'Like doomsday': Pakistan air strike kills at least 400 in Kabul drug rehab centre, Taliban says

2 hours ago 4

Ahmad, 50, watched flames engulf his friends at a drug rehabilitation centre in Kabul where he was undergoing treatment, unable to save them as they cried for help after a Pakistani air strike, leaving a scene he said ​resembled "doomsday".

The Afghan ‌Taliban government says at least 400 people were killed and 250 injured in ⁠the Monday night attack. Islamabad denied having targeted any such facility, saying it had struck military installations and "terrorist support infrastructure".

Ahmad, who also volunteered as a guard at the hospital and gave only one name, said he and his 25 roommates had gathered in their dormitory after prayers when ​the attack occurred. He was the only survivor among them.

"The whole place caught fire. ‌It was like doomsday," he said.

Health authorities said there were around 3,000 patients from across Afghanistan at the clinic at the time of the strikes, which triggered panic in Kabul, just after residents had broken their daily Ramadan fast.

People stand next to a drug users rehabilitation hospital destroyed in what the Taliban said was a Pakistani air strike, in Kabul, Afghanistan. People stand next to a drug users rehabilitation hospital destroyed in what the Taliban said was a Pakistani air strike, in Kabul, Afghanistan, March 17, 2026. © Sayed Hassib, Reuters

People ran for cover as anti-aircraft guns fired from 9pm (1630 GMT).

"I heard the sound of the jet patrolling," Omid Stanikzai, 31, a security guard at the drug treatment centre, told AFP.

"There were military units all around us. When these military units fired on the jet, the jet dropped bombs and a fire broke out."

Mohammad Mian, who works in the radiology department of the hospital, said many young people under treatment lived in large containers on the campus and very few survived the strike.

Read morePakistan air strikes hit Kabul and Afghan border provinces, killing several

"It was extremely terrifying," he ‌said. "Those who survived were the ones whose rooms were not destroyed and were fortunate.

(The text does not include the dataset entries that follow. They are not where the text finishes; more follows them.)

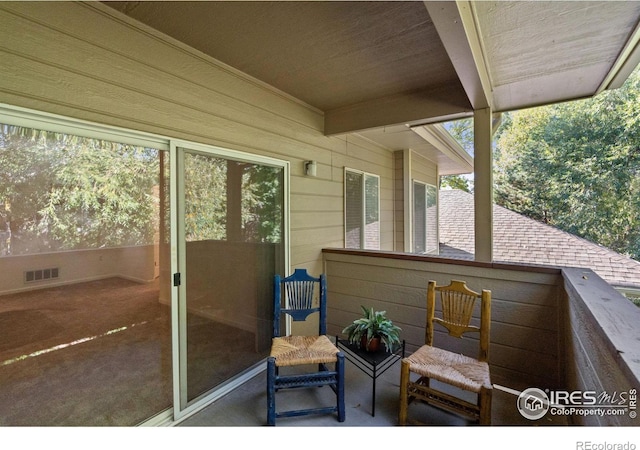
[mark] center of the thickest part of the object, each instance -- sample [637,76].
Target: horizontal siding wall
[86,61]
[525,308]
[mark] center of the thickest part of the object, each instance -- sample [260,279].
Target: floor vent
[41,275]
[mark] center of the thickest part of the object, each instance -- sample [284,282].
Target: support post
[483,184]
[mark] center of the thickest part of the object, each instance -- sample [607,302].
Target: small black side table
[373,364]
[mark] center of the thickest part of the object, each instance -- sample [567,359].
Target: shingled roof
[520,239]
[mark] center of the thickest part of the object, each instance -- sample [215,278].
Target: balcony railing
[561,329]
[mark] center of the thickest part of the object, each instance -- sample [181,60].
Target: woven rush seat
[457,307]
[453,368]
[318,360]
[297,350]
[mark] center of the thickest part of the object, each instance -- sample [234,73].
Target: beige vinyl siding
[398,200]
[86,61]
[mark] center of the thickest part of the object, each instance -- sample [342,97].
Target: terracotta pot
[374,344]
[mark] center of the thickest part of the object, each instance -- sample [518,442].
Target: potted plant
[372,329]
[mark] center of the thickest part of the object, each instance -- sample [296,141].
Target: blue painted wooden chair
[293,297]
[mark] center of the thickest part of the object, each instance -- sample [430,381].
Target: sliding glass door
[231,231]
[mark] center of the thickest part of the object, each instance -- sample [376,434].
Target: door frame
[181,407]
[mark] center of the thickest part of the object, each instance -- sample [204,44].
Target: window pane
[85,311]
[432,220]
[372,213]
[354,207]
[419,218]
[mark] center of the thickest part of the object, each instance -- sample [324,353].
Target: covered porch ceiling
[387,69]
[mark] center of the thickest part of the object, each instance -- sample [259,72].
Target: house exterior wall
[526,308]
[86,61]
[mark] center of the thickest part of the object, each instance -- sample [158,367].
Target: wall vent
[31,276]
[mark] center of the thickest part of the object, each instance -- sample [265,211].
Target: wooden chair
[294,297]
[463,372]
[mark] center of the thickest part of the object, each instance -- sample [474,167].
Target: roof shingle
[520,239]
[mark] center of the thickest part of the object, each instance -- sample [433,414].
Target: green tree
[63,192]
[576,166]
[462,131]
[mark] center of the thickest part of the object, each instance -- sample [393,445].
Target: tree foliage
[462,131]
[576,166]
[63,192]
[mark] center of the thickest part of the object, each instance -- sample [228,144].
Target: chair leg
[271,391]
[485,406]
[340,387]
[404,393]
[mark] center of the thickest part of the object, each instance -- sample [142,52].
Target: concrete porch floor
[246,406]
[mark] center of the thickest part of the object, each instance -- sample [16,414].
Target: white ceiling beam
[433,105]
[626,62]
[459,31]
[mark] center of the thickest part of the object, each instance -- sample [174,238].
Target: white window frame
[428,250]
[363,224]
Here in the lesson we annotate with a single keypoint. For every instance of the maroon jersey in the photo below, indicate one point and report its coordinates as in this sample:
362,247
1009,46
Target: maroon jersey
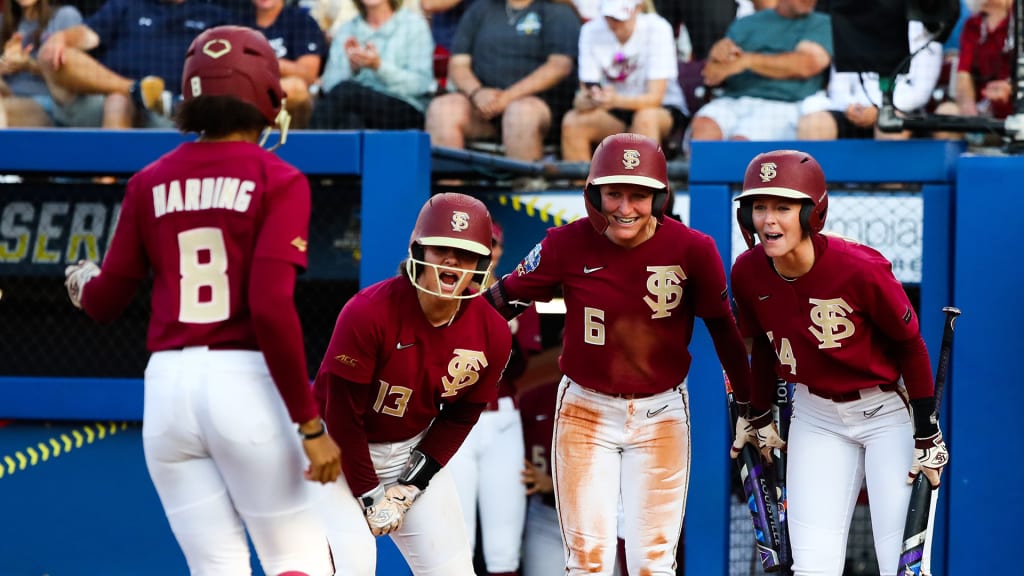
986,55
629,311
537,409
383,339
526,341
199,216
833,328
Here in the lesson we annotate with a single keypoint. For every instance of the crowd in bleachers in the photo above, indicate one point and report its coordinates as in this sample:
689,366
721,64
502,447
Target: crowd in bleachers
529,79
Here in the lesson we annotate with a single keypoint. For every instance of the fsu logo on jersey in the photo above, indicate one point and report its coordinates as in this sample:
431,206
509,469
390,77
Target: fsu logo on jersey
464,370
460,221
664,285
830,322
631,159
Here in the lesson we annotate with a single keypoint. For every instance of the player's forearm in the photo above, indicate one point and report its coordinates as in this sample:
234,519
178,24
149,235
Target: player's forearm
915,367
107,295
732,354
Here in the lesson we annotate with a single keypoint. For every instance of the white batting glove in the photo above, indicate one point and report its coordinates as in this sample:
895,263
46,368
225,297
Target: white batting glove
930,456
383,515
402,495
76,277
744,435
767,434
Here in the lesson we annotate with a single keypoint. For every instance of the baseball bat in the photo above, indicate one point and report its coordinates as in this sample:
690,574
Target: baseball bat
760,493
783,410
915,552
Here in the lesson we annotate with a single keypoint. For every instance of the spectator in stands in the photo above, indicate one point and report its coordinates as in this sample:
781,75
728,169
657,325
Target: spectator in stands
767,65
444,16
379,74
517,92
853,98
628,80
986,58
25,98
138,39
486,467
299,43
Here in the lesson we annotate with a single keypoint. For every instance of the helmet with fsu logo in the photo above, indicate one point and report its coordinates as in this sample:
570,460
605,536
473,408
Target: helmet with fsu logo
455,220
784,173
233,60
627,158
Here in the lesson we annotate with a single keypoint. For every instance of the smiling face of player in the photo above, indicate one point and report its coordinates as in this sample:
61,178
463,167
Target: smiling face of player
628,208
777,223
449,271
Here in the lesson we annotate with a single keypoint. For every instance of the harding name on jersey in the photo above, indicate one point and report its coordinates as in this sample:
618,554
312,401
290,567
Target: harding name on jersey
202,194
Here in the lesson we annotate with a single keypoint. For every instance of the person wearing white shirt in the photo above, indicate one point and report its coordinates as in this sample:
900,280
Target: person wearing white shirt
628,80
851,107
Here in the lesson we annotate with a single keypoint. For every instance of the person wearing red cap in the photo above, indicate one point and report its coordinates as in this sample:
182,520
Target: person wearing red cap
634,281
229,419
413,363
827,315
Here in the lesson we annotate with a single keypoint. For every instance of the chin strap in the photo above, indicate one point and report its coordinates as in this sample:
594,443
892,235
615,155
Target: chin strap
283,121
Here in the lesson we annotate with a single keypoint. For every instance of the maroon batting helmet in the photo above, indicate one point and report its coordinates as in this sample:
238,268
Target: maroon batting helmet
233,60
784,173
627,158
455,220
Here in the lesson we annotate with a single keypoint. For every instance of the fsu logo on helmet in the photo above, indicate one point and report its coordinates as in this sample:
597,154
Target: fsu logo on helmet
216,47
460,221
631,159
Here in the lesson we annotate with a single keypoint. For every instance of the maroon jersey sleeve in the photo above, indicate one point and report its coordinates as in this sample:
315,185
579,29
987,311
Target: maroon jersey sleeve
127,255
285,231
707,276
343,405
356,338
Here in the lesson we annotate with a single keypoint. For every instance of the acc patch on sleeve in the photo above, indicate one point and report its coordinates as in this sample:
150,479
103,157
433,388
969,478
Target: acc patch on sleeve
530,262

But the places where the bombs were dropped, everyone there was killed."

Blackened walls, bodies beneath the rubble

Afghanistan's vast poppy fields have long made it a major producer of opium, and millions of Afghans have struggled with addiction over decades of war and economic hardship.

The Taliban government banned all narcotics in 2023, including opium poppy cultivation, leading to an estimated 95 percent drop in opium production. Under the Taliban's crackdown, thousands of people struggling with drug addiction have been sent to the country's underfunded and overcrowded treatment centres.

When Reuters visited the site on Tuesday, the blackened walls on a single-storey building served as evidence of the fires that had raged inside only hours ago.

In other places, structures ​were reduced to piles of brick, metal and wood, with personal belongings of patients, including pillows, shoes, and ​items of clothing, left scattered among the debris.

A man walks through debris lying in a ward of a drug users rehabilitation hospital. A man walks through debris lying in a ward of a drug users rehabilitation hospital destroyed in what the Taliban said was a Pakistani air strike in Kabul, Afghanistan, March 17, 2026. © Yunus Yawar, Reuters

In Ahmad's dormitory, some bunk ​beds still stood intact against a wall, their bedding undisturbed as the room, with the ceiling thrown off, lay open to the blue sky.

Crowds gathered outside the centre in the hope of hearing news of their loved ones.

AFP reporters counted at least 30 bodies being removed from the rubble of the facility and saw medics treating dozens of wounded in the chaotic and smouldering aftermath of the attack.

Baryalai Amiri, a 38-year-old mechanic, came to the site where his brother was admitted about 25 days ago.

"We are not given the proper information," he told AFP, as rescuers picked through the rubble nearby. "So far, we don't know where he is."

Dr Ahmad Wali ​Yousafzai, a health officer at the hospital, recalled three explosions whose blasts he said hurled some of his colleagues from one wall to another.

As fires erupted, there were screams and cries for help "from all directions", he said.

"We were too few in number ⁠to save all of them," he added.

A man sits beside the site of a late-Monday air strike at a drug rehabilitation hospital in Kabul, Afghanistan. A man sits beside the site of a late-Monday air strike at a drug rehabilitation hospital in Kabul, Afghanistan, Tuesday, March 17, 2026. © Siddiqullah Alizai, AP

Ambulance driver Haji Fahim was among those who transported bodies to the Afghan-Japan hospital close ⁠by, moving at ​least eight bodies over five hours.

"Now we have come again ... there are still bodies under the rubble," he said on Tuesday.